26/02/2026
Abrazo cordillerano: 50 años de hermandad entre Ancud y Esquel
por RC Ancud · febrero 25, 2026
La cordillera de los Andes, lejos de ser una barrera, volvió a ser el puente. Entre el 19 y el 22 de febrero, una delegación del Rotary Club de Ancud emprendió su tradicional travesía anual hacia la ciudad argentina de Esquel. Pero esta vez, era distinto: era realzar la historia compartida. Se celebraban allí, como en noviembre en Ancud, los 50 años de hermanamiento ininterrumpido, medio siglo de una amistad que ha desafiado el tiempo, la rotación de socios y las fronteras.
La delegación chilena estuvo encabezada por el presidente del club, Alex Laubscher Cárcamo, junto a los socios Ricardo Lagno Cruces, Rafael Álvarez Manso—quien viajó acompañado por su esposa Priscilla y su hija Rafaella— y Ricardo Wagner Basili, socio honorario del club anfitrión.
Más allá de los protocolos, la visita se centró en proyectar el futuro. Se realizaron encuentros de trabajo destinados a potenciar el lazo entre ambas instituciones y a encantar a nuevos interesados en sumarse a esta causa de servicio.

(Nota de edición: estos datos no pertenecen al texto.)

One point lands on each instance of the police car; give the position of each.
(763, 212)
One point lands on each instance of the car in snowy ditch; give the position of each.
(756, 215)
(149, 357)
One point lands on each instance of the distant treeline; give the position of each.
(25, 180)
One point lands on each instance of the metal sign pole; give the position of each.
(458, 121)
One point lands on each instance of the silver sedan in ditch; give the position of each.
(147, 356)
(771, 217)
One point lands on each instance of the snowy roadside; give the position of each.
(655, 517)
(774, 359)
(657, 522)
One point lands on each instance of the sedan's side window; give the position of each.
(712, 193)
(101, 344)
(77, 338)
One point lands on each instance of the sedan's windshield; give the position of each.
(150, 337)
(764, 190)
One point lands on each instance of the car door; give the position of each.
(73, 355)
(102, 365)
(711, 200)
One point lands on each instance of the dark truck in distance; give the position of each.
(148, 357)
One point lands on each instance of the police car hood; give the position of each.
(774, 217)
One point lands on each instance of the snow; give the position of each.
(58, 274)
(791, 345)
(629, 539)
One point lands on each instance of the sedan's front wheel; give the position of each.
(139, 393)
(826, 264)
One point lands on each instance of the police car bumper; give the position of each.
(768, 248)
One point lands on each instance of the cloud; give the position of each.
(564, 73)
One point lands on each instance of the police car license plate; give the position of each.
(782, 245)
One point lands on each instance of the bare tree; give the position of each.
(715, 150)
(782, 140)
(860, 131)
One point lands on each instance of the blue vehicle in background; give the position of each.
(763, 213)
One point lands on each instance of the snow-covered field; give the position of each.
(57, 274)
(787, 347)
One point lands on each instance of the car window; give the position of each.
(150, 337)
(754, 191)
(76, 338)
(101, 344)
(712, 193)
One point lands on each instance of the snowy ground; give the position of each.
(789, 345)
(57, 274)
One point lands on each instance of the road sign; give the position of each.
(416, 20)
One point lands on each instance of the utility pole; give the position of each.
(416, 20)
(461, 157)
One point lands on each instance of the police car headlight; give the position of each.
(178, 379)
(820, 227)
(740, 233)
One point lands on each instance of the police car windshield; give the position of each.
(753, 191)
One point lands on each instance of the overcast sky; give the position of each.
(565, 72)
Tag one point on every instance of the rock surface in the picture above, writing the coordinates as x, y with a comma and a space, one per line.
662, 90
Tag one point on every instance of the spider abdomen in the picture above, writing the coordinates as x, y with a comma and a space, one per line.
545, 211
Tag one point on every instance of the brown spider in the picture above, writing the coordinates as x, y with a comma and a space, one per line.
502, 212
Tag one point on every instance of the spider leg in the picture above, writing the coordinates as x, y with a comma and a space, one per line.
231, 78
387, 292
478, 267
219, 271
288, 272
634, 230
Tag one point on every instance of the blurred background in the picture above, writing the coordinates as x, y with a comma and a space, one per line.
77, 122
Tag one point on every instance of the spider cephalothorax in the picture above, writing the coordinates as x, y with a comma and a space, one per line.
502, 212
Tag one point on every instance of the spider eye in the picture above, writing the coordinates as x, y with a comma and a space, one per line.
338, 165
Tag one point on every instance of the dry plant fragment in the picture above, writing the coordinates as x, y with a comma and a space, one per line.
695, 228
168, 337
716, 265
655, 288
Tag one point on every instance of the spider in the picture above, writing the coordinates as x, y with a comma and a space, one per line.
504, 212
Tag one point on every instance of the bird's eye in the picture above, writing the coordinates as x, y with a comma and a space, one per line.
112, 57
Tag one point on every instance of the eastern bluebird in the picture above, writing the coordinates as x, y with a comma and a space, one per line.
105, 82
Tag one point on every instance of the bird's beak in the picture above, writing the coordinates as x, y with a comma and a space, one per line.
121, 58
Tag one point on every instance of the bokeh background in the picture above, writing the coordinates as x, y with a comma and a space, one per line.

El tradicional intercambio de presentes tuvo un punto álgido de la camaradería ya que desde Ancud se entregó un reconocimiento especial enviado por el Alcalde de la comuna, Andrés Ojeda Care, destacando así el municipio la labor de ambos clubes por la paz y el bienestar de sus comunidades.
El galvano conmemorativo, el que cuenta con una nueva fecha, selló oficialmente la visita, dejando constancia física de estas cinco décadas de fraternidad.
La agenda social permitió a los rotarios chilotes sumergirse en la realidad y el patrimonio de Esquel. Uno de los momentos más significativos fue la visita al Grupo Quenuir. Este centro, que atiende a adultos mayores, dependiente del hospital local, no solo destaca por su cuidado en salud mental, sino por su labor artística. Allí, los socios de Ancud participaron activamente en un taller de telas de fieltro, confeccionando una pieza única con textos alusivos a los ideales rotarios, donando, además, un electrodoméstico necesario para el grupo participante de la institución.
El recorrido cultural incluyó hitos sorprendentes como el Club Slalom, un espacio icónico de la vida social y deportiva local, la visita al Museo Lituano, un tesoro escondido en la Patagonia. Es el único en su tipo en América y alberga una vasta colección de objetos antiguos y contemporáneos que narran la historia del país báltico.
Asimismo, con la visita de la delegación chilota y de los socios de Esquel al Poste de la Paz se puso de relieve una placa conmemorativa de los cincuenta años de hermandad entre ambos clubes y un mural atingente al mismo tema en la Casa de la Amistad esquelense
Como es costumbre, la calidez de la recepción por parte de los hermanos argentinos fue el hilo conductor de cada jornada. La hospitalidad en Esquel no fue solo una cortesía, sino la confirmación de que, tras 50 años, Rotary Club de Ancud y el de Esquel no son solo instituciones aliadas, sino una sola familia dividida por un límite geográfico que hoy, más que nunca, parece inexistente para Rotary.
De esta forma, Ancud y Esquel han tornado realidad la cuarta línea de acción o pilar del Objetivo Rotario, que es fomentar la comprensión, la buena voluntad y la paz entre las naciones a través del compañerismo de las personas que en ellas ejercen actividades profesionales y empresariales, unidas en torno al ideal de servicio.